Elly Blue has written yet another great column for Grist, this time about the concept of biking “responsibly.” Why the quotes? Well, what exactly is the definition of responsible biking?
As the “Mutual Responsibility” bill debate pointed out, there are too many variables on our roadways to define what is and is not proper cyclist behavior at all times. Sometimes the bike lane is a good idea. Sometimes it’s not. Sometimes (most the time) you need to take the whole general traffic lane to prevent dangerous passing. Sometimes the lane is wide enough you can ride to the right and allow vehicles to pass safely. Sometimes shoulders are great places to ride. Other times they are dangerous.
Certainly, there are bicyclists who break laws dangerously. But with so much discussion about “scofflaw bicyclists,” surely people riding bikes break the law more than people walking or driving, right? Right? From Grist:
But you may be thinking right now — Hey, I see them break the law and ride unpredictably all the time!
Well, yes. But in greater rates than people driving cars? Or walking?
Maybe not. In the absence of numbers, consider the perspective of Randy Blazak, a sociologist who specializes in hate crimes and sees distressing parallels between his work and his daily bike commute.
We all practice “selective perception,” he said in an interview about reactions to a proposed new stop sign law in Oregon. Apparently we are hyperaware of anything that reinforces stereotypes we hold dear.
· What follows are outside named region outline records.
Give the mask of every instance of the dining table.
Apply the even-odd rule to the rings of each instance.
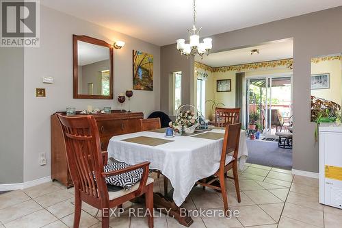
[[[166,129],[115,136],[109,140],[108,156],[130,165],[150,162],[150,169],[159,170],[172,187],[168,196],[154,194],[155,207],[165,208],[169,216],[189,227],[193,220],[189,216],[181,216],[182,204],[196,181],[218,170],[224,131],[224,128],[211,127],[174,137],[166,137]],[[246,131],[241,130],[239,169],[244,168],[248,155]]]

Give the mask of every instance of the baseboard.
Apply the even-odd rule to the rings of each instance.
[[[23,183],[0,184],[0,192],[25,189],[29,187],[38,186],[38,184],[49,182],[51,181],[51,176],[48,176]]]
[[[319,178],[319,173],[318,173],[299,170],[298,169],[294,169],[294,168],[292,168],[291,173],[293,175],[298,175],[298,176],[304,176],[304,177],[315,178],[315,179]]]

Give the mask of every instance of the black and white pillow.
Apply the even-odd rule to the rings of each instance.
[[[103,167],[105,172],[118,170],[131,166],[124,162],[114,162]],[[142,168],[138,168],[127,173],[124,173],[115,176],[107,177],[105,180],[107,185],[112,185],[123,188],[129,190],[132,186],[142,178]]]

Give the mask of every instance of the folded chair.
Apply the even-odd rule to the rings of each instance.
[[[241,123],[226,126],[220,168],[213,175],[214,178],[205,178],[201,181],[197,182],[198,184],[203,186],[203,189],[205,189],[205,187],[209,187],[221,191],[226,215],[228,215],[228,199],[224,179],[226,178],[225,174],[231,169],[233,169],[233,177],[228,177],[234,179],[237,201],[239,203],[241,202],[240,188],[237,175],[237,154],[239,153],[240,131]],[[217,180],[220,181],[220,187],[212,184]]]

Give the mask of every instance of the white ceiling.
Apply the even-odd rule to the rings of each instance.
[[[77,62],[79,66],[109,59],[109,49],[83,41],[77,41]]]
[[[187,38],[187,29],[192,25],[192,0],[40,0],[40,3],[160,46]],[[197,0],[196,5],[197,25],[203,27],[202,37],[342,5],[342,1]]]
[[[250,54],[250,50],[259,49],[259,53]],[[203,59],[196,55],[196,61],[212,66],[233,66],[246,63],[259,62],[291,58],[293,56],[292,39],[278,40],[269,44],[240,49],[210,53]]]

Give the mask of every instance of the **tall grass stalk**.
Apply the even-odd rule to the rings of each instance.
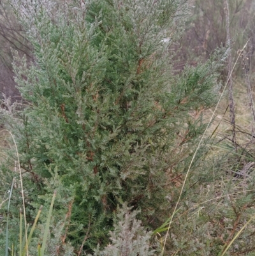
[[[21,186],[21,193],[22,196],[22,204],[23,204],[23,210],[24,210],[24,226],[25,226],[25,239],[26,239],[26,245],[27,246],[27,221],[26,219],[26,209],[25,209],[25,197],[24,195],[24,190],[23,190],[23,183],[22,183],[22,176],[21,173],[21,168],[20,168],[20,158],[18,156],[18,147],[17,146],[17,144],[15,142],[15,140],[14,139],[14,137],[11,132],[6,130],[6,131],[11,135],[11,138],[13,140],[13,143],[15,147],[15,151],[16,151],[16,154],[17,154],[17,158],[18,160],[18,172],[20,174],[20,186]],[[6,237],[6,239],[8,239],[8,237]],[[8,242],[7,242],[8,243]],[[27,256],[29,256],[29,253],[28,253],[28,248],[26,248],[27,251]]]
[[[201,139],[200,140],[200,142],[199,142],[199,143],[198,143],[198,147],[196,147],[196,149],[194,153],[193,154],[193,158],[192,158],[192,159],[191,159],[191,163],[190,163],[190,164],[189,164],[189,168],[188,168],[188,169],[187,169],[187,173],[186,173],[186,176],[185,176],[184,181],[184,182],[183,182],[183,184],[182,184],[182,188],[181,188],[181,190],[180,190],[180,194],[179,194],[179,197],[178,197],[177,202],[176,204],[175,204],[175,208],[174,208],[174,210],[173,210],[173,214],[171,215],[171,219],[170,219],[170,223],[169,223],[169,225],[168,225],[168,230],[167,230],[167,232],[166,232],[166,237],[165,237],[165,238],[164,238],[164,245],[163,245],[163,248],[162,252],[161,252],[161,255],[164,255],[164,248],[165,248],[166,243],[166,239],[167,239],[167,237],[168,237],[168,234],[169,234],[169,230],[170,230],[170,229],[171,224],[171,222],[172,222],[172,221],[173,221],[173,216],[175,216],[175,213],[177,213],[177,206],[178,206],[178,204],[179,204],[179,202],[180,202],[180,197],[181,197],[181,196],[182,196],[182,192],[183,192],[184,189],[184,186],[185,186],[185,184],[186,184],[186,181],[187,181],[187,176],[188,176],[188,175],[189,175],[189,171],[190,171],[190,170],[191,170],[191,165],[192,165],[192,164],[193,163],[193,162],[194,162],[194,158],[195,158],[195,156],[196,156],[196,154],[197,154],[197,153],[198,153],[198,149],[199,149],[200,147],[200,146],[201,146],[201,143],[202,143],[202,141],[203,141],[203,139],[204,139],[204,137],[205,137],[205,134],[206,134],[206,132],[207,132],[207,130],[208,130],[208,128],[210,124],[211,123],[212,123],[212,119],[213,119],[213,118],[214,118],[214,115],[215,115],[215,112],[216,112],[216,110],[217,109],[218,106],[219,106],[219,103],[221,102],[221,99],[222,99],[222,96],[223,96],[223,95],[224,95],[224,91],[226,91],[226,87],[227,87],[228,81],[229,81],[229,78],[230,78],[231,75],[232,75],[233,71],[233,70],[234,70],[234,68],[235,68],[235,66],[236,66],[236,64],[237,64],[237,63],[238,60],[239,59],[239,57],[240,57],[240,56],[241,56],[241,53],[244,51],[244,50],[245,49],[246,46],[247,45],[248,41],[249,41],[249,40],[246,42],[245,45],[244,46],[244,47],[243,47],[243,49],[242,49],[242,50],[239,53],[239,55],[238,55],[238,56],[237,58],[237,60],[236,60],[236,61],[235,61],[235,64],[233,65],[233,68],[232,68],[231,72],[230,74],[229,74],[229,77],[228,77],[228,80],[227,80],[226,84],[225,84],[225,86],[224,86],[224,87],[223,87],[222,92],[221,94],[221,96],[220,96],[220,97],[219,97],[219,100],[218,100],[218,102],[217,102],[217,103],[216,104],[216,106],[215,106],[215,109],[214,109],[214,110],[213,113],[212,114],[211,117],[210,117],[210,120],[209,120],[209,121],[208,121],[208,124],[207,124],[207,127],[206,127],[206,128],[205,128],[205,132],[203,132],[203,135],[202,135]]]
[[[40,248],[40,246],[38,246],[38,254],[40,256],[44,256],[44,252],[45,250],[46,241],[47,239],[48,232],[48,230],[50,230],[50,218],[52,217],[53,206],[54,205],[54,201],[55,201],[56,194],[57,194],[57,192],[55,190],[54,193],[53,194],[52,203],[51,203],[50,207],[50,210],[48,211],[48,217],[47,217],[47,220],[46,222],[45,230],[44,230],[41,248]]]
[[[26,253],[26,250],[27,250],[27,248],[28,248],[28,247],[29,247],[29,243],[30,243],[30,241],[31,241],[31,240],[33,234],[33,232],[34,232],[34,229],[35,229],[35,227],[36,227],[36,225],[37,222],[38,222],[38,218],[39,218],[39,217],[40,217],[40,214],[41,214],[41,209],[43,209],[43,206],[41,206],[40,207],[40,209],[39,209],[39,211],[38,211],[38,213],[37,213],[36,219],[34,220],[34,223],[33,224],[30,233],[29,233],[29,237],[28,237],[28,238],[27,238],[27,241],[26,241],[26,246],[24,246],[24,249],[23,249],[22,253],[20,254],[21,256],[24,256],[24,255],[25,255],[25,253]],[[21,251],[20,251],[20,252],[21,252]]]
[[[9,193],[9,200],[8,200],[8,205],[7,208],[7,219],[6,219],[6,239],[5,239],[5,256],[8,256],[8,236],[9,236],[9,230],[8,230],[8,224],[9,224],[9,209],[10,205],[11,203],[11,197],[12,193],[12,190],[13,188],[14,184],[14,179],[12,180],[11,189]]]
Yet when there’s contradictory data, we don’t look as closely.
Biases also tend to color our perceptions of what is and isn’t dangerous. Seeing someone on a bicycle in traffic can seem alarming no matter how legally or safely that person is riding, especially if you can’t imagine yourself doing such a thing. But the devil you know is always more appealing — and the 100 or so car-related deaths and many, many more injuries that happen in our country every day have come to seem so inevitable and mundane that most of us don’t think twice about climbing into a car and setting off towards the freeway.
Let’s look at one illustrative example: Speed limits. Almost every person who drives a car speeds regularly. Those limits were (in my dreams) set based on road design, traffic flow and safety. With each little increase in speed, the chances of surviving a collision go down for anyone involved, whether they are walking, biking or in a motor vehicle. The danger created by this mass scofflawfulness (new word!) is greater than the danger created by all laws broken by all bicyclists combined, and the highway and pedestrian death statistics can back that up.
So should you blindly blow red lights or terrorize crowded sidewalks? No way. But are people who ride bikes more unlawful or dangerous than people who use other modes? I doubt it. So why so much focus on the way we ride? Well, because we’re different, and some people just don’t like that. After all, drivers often get angry with me when I am riding perfectly legally and courteously.
Where do we go from here? How do you break down a stereotype that just won’t quit? Well, there are a whole lot of groups of people out there that have been asking the same question for ages. Our best plan of action: Fight for representation and keep growing our numbers until we’re not so “different” anymore.